One of the guys who did the course, a really quiet lad, said, “As a result of this course I’ve realised I can do anything. I can go places.” I tell you, I just wanted to cry because it was so moving to know that something I’d done could be so effective. For me it was just a little course I’d put together but from that experience I learnt about the responsibilities that the older generation has to these young people. While there’s so much on offer, there’s also a lot that’s wrong with society that we can try to put right so I think that’s where my drive comes from.
How do you go about undoing the damage or lack of aspiration once it has set in?
A lot of it has to do with their environment. It’s a proven factor. If you look at when prisoners are undergoing a resettlement period, many of them will opt to move to the other side of the country because they understand the impact of their environment, in terms of their friends, what they see as possible and the aspirations they have. It’s so important. I think the reason why we had such a great impact on those young people is because we had them solidly for two weeks from morning to night. It showed me that consistent exposure to positivity can change things.
Would you say that you’ve always been a social entrepreneur or did the social side of things come later?
First and foremost I am a capitalist entrepreneur. But all my businesses have had a social element. So even though I don’t run a social enterprise there’s always some sort of social force that draws me in. Whether it’s doing a company around money management, business start-ups or employability – there’s always a social cause. I think it’s important for any business to have that ethos.
Any one of the setbacks you’ve faced in your career could have been enough to make the average person think, you know what, I’m just going to scale down my ambitions and give up on that path. What do you think has enabled you to keep on pushing?
Purpose! Whenever I think about doing a new venture I look at the reasons more than anything else. Because it’s those reasons and the sense of purpose that will keep you going and keep you grounded, not the need to make money or a desire to reach a certain level of success. I always advise that whatever people do, it helps to have a solid reason as to why you’re doing it because it’s guaranteed that there will be times where you’re just thinking ‘sod this I’m gone’ but that sense of purpose reminds you why you’re doing what you’re doing and keeps you at it.

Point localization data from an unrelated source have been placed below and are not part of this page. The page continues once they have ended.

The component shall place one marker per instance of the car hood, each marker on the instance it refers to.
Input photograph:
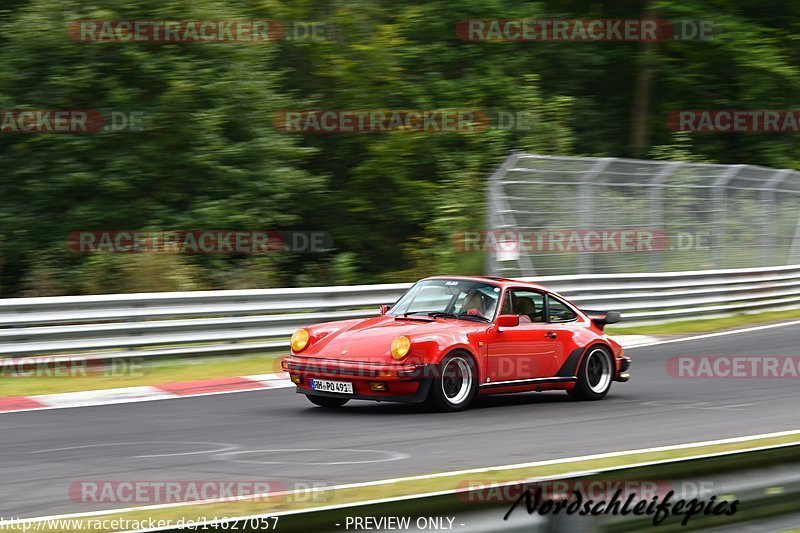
(370, 339)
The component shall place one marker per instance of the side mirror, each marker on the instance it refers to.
(507, 321)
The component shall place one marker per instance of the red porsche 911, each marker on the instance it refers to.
(449, 339)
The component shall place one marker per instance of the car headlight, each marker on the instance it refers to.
(400, 347)
(300, 339)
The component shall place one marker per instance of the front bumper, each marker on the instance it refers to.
(403, 382)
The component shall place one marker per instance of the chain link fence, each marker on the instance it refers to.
(581, 215)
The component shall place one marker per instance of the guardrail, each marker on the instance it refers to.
(748, 477)
(216, 322)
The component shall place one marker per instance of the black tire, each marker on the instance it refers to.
(595, 375)
(455, 384)
(327, 401)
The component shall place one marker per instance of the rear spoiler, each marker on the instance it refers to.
(601, 318)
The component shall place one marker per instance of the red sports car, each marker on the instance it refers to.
(449, 339)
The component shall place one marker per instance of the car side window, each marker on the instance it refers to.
(528, 305)
(559, 312)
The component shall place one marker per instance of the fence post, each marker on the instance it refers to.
(769, 212)
(719, 201)
(586, 208)
(495, 217)
(657, 208)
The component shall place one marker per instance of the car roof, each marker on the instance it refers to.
(500, 282)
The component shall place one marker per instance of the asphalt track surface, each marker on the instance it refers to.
(277, 435)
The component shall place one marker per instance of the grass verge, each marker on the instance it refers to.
(708, 325)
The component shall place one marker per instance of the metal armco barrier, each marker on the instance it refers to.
(216, 322)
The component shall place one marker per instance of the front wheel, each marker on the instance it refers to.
(327, 401)
(594, 375)
(455, 385)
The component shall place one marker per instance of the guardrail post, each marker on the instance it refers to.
(586, 207)
(769, 215)
(498, 210)
(719, 201)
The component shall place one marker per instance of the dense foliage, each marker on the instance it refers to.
(211, 158)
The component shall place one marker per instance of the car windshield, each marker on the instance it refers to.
(449, 297)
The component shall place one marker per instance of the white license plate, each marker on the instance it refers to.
(342, 387)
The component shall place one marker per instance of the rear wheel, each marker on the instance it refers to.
(594, 375)
(327, 401)
(455, 385)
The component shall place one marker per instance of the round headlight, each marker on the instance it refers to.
(400, 347)
(300, 339)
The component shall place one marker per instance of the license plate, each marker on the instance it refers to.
(324, 385)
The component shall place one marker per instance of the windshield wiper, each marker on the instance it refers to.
(463, 316)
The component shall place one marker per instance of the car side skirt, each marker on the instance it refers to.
(531, 381)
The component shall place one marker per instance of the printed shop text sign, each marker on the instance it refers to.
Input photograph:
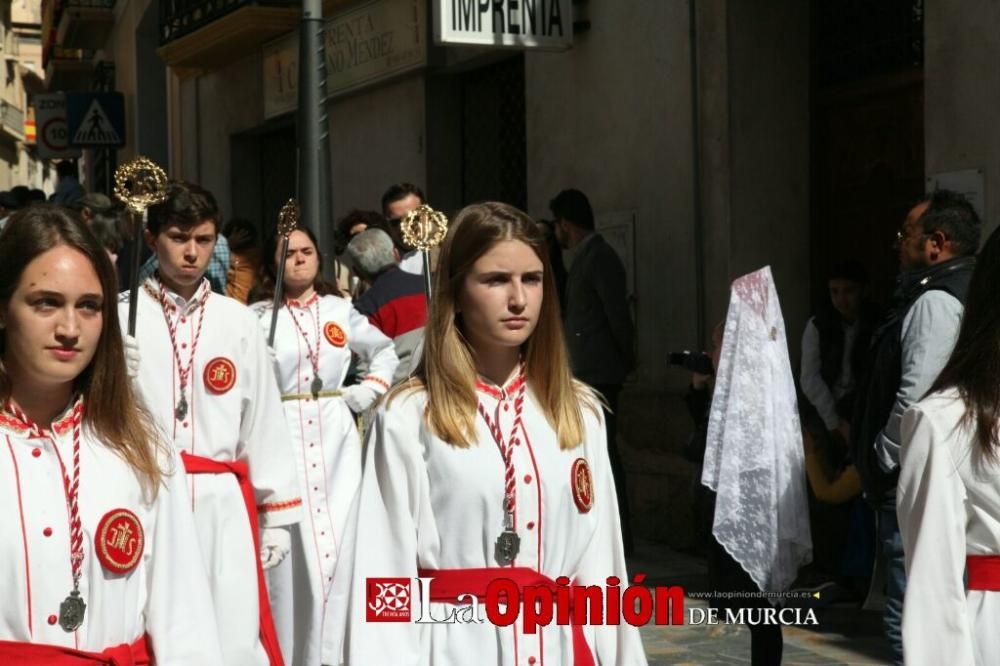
(527, 24)
(369, 43)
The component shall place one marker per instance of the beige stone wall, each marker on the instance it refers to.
(962, 93)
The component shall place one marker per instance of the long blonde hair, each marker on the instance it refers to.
(447, 369)
(112, 409)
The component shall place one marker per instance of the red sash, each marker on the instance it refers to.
(449, 584)
(983, 572)
(199, 465)
(39, 654)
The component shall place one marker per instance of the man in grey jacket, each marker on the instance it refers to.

What led you to create your own company as opposed to trying to fit in as an employee?
From a young age I knew I wanted to work for myself. I had an innate desire to build something for myself. I’ve always had a tendency not to conform to the norms of life, I’ve always wanted to think bigger and do bigger and to make real change. I think that’s something that you can either be destined to or grow into.
What advice would you give to kids who have amazing ideas but who don’t come from a background in which there is easy access to money?
I can only draw on my experience. The main thing is to be an explorer in terms of seeing what’s out there. Step outside of your comfort zone. One thing I did early on in my early twenties was to say to myself that I had to meet three new people every day. The reason behind that was I knew that connecting with that person could connect me to an opportunity.
Young people now don’t really have an excuse as there are so many resources out there. It’s just about being resourceful, looking online. If you’ve got an idea, research what support or funding you can get, the events you can attend, which clubs you can join. There a gazillion tons of information to get them going, it’s about just getting that initial momentum going.